Article originally posted on National Real Estate Investor on June 30, 2020


In the first week of June, Nick Walker listed a self-storage property for sale. The facility is fully-leased and producing income.

“We received 17 offers,” says Walker, executive vice president in the Los Angeles office of CBRE Capital Markets.

He is not alone. Across the U.S., self-storage properties are attracting interest from long lists of eager potential buyers. On average, self-storage properties have already performed well in the first few months of the economic crisis caused by the novel coronavirus—and most properties seem likely to continue to perform well once the U.S. economy starts to rebound. The strong performance of the self-storage sector has already broadened the interest of buyer types, including drawing interest from private equity funds along with more traditional investors like REITs and small, private investors.

“For cash-flowing self-storage properties, a wave of buyers is entering the space,” says Walker. “We have seen investment sales come roaring back.”

Strong performance, so far, for self-storage

Self-storage properties lost some business in the early months of the crisis as governors around the country ordered most non-essential businesses closed to slow the spread of the coronavirus. But self-storage properties have already begun to recover while other sectors lag due to how state reopening plans are playing out.

“The storage industry once again performed well, just as it did through the Great Financial Crisis,” says Brian Somoza, managing director for JLL.

Self-storage facilities were typically considered “essential” businesses and remained open even as most of their potential customers worked from home and limited their trips. During these months, the number of customers who signed new leases for self-storage spaces fell sharply. “Velocity of move-ins went down by half in most of March and April,” says CBRE’s Walker.

As fewer people moved-in, rents fell for self-storage properties. National street rates for 10-ft.-by-10-ft., climate-controlled units fell 6.0 percent in April 2020, compared to the year before. That’s the largest decline in more than three years, according to Yardi Matrix. Rates for 10-ft.-by-10-ft., non-climate-controlled units fell 2.6 percent.

Rates for move-ins fell more sharply. “Rates for new storage leases are down between 5 percent and 15 percent depending on the local market,” says H. Michael Schwartz, executive chairman of SmartStop Self Storage REIT.

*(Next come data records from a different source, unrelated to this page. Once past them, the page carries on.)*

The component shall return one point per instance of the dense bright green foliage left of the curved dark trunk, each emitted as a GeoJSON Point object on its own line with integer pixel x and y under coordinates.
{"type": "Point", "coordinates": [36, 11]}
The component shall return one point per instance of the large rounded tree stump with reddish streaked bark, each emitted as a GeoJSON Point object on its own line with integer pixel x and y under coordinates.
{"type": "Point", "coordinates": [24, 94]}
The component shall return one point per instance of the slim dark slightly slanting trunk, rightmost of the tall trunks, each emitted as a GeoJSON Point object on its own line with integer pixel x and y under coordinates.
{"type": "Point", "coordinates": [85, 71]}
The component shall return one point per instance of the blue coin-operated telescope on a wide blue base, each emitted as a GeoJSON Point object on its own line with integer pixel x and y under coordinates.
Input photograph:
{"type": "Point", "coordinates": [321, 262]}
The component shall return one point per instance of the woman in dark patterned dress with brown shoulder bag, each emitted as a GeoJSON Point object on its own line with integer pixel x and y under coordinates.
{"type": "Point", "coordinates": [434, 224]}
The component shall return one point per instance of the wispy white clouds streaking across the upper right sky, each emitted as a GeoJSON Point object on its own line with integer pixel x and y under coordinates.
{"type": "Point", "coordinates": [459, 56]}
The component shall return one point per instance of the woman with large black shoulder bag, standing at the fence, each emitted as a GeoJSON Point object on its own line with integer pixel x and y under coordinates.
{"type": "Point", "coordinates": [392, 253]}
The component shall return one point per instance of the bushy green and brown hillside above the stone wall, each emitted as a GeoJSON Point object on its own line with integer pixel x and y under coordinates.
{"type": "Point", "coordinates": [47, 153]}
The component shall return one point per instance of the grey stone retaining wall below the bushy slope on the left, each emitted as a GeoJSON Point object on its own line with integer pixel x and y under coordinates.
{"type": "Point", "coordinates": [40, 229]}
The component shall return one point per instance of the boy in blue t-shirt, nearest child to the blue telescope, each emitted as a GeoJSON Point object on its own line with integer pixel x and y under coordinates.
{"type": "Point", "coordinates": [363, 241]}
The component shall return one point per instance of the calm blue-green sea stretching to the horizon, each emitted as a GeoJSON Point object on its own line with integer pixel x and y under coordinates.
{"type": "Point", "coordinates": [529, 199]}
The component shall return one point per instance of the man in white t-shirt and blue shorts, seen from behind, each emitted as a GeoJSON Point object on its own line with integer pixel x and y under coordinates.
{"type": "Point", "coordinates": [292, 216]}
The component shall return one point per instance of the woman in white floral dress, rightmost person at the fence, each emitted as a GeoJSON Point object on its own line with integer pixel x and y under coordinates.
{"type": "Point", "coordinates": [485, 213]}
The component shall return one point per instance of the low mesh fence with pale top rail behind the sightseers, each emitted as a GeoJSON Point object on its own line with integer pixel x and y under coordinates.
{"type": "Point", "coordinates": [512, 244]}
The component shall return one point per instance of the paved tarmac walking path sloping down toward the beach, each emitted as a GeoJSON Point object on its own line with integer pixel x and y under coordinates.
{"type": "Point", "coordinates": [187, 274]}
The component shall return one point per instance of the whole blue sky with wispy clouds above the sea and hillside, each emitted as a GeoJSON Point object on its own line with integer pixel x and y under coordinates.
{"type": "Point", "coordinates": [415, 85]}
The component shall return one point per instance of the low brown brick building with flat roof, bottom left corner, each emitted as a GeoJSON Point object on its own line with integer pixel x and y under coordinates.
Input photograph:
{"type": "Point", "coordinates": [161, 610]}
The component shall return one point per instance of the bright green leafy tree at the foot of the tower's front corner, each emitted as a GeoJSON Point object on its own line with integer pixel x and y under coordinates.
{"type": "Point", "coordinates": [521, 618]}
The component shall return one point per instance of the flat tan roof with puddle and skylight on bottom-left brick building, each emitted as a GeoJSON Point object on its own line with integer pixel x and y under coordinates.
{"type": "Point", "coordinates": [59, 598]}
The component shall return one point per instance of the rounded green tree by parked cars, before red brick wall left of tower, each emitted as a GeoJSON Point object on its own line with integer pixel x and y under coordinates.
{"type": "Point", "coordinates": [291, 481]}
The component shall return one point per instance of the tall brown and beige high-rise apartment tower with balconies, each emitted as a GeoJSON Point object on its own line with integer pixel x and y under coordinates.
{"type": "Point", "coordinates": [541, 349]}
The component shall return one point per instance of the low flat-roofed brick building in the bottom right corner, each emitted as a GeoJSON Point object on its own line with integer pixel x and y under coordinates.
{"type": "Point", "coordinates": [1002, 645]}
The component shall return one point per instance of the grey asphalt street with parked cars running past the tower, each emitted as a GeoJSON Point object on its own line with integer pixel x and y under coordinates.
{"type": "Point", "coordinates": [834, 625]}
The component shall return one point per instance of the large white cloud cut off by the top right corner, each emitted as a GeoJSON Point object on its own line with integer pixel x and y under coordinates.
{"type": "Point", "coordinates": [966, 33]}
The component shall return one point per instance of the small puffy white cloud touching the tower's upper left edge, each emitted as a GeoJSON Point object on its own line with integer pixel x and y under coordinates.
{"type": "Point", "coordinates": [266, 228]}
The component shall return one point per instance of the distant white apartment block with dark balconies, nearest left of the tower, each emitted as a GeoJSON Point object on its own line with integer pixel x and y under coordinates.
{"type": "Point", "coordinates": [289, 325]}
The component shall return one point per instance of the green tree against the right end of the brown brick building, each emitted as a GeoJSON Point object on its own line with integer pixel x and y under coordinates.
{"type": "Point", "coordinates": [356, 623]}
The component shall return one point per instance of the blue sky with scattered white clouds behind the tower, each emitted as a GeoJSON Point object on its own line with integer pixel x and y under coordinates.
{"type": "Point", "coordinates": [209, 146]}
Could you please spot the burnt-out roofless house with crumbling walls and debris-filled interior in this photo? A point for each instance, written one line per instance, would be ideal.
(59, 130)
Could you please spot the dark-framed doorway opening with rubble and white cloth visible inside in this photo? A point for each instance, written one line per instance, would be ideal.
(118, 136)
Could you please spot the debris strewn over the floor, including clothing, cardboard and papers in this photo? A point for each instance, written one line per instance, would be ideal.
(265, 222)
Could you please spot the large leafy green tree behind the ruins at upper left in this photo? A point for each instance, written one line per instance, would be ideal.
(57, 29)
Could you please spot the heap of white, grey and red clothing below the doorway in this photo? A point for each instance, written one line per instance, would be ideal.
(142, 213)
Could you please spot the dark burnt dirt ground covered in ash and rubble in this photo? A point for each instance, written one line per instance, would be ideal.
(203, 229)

Other national REITs report move-in rates that dropped as much as 20 percent, according to Walker.

However, at the same time as few people moved-in, very few people moved out of their self-storage spaces in March, April and May. As a result, the percentage of self-storage space that is occupied rose.

“Numerous large operators are claiming occupancy and rents have recovered over the last month,” says Ryan Clark, director of investment sales for SkyView Advisors, based in Tampa, Fla.

Self-storage properties are supporting many other essential businesses that are having to alter their operations during the Pandemic, in addition to people like college students, who may have had to unexpectedly change their living arrangements as universities closed.